С иерархизацией космоса тесно переплетается и его символическое восприятие в сознании человека средневековья. За предметами зримого мира скрываются их вечные прообразы, именно поэтому-то, полагает Гуго Викторинец, французский богослов первой половины XII века, рассмотрение вещей не наносит вреда благочестию: эти вещи подобны жилам, по которым незримая красота притекает к нам, обнаруживая себя. Природа раскрывается перед Гуго аллегорически: небо — это незримое, земля — зримый мир, солнце — Христос и т. д.

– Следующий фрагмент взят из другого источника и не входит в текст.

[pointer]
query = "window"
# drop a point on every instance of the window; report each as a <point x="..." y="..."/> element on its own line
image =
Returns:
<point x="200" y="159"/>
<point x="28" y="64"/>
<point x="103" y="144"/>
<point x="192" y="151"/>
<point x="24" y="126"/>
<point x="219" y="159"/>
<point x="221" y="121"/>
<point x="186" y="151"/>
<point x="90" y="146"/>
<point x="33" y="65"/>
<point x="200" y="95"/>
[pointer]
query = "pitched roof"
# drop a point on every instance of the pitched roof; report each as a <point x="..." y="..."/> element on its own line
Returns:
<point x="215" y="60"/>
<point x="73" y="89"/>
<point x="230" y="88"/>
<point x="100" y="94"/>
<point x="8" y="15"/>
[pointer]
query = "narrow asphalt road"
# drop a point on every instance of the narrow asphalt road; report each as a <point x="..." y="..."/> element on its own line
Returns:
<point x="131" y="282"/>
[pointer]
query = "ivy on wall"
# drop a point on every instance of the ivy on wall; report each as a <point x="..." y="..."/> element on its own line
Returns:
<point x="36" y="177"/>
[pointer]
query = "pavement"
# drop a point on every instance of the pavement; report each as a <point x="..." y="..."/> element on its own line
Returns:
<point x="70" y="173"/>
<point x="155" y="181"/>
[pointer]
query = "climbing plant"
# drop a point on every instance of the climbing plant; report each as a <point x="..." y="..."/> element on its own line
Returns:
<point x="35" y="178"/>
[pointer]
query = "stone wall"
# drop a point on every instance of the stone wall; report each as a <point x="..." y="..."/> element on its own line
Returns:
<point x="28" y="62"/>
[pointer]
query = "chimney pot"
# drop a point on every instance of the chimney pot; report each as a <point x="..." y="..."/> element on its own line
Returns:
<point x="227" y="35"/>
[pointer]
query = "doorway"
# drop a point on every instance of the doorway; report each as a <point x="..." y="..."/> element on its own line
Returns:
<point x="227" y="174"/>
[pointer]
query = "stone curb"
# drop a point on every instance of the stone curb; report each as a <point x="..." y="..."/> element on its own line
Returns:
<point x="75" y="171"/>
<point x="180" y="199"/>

В гимнах о канонических часах Абеляр также трактует явления природы как символы божественных феноменов: первый час — занимается заря, и за утренней звездой поднимается солнце, зарю же нужно понимать как свет веры; к третьему часу солнечное тепло согревает землю — ведь тепло следует за светом, как любовь за верой, в шестом часу солнце стоит в зените и мир пронизан теплом — это совершенное блаженство, порожденное лицезрением господа.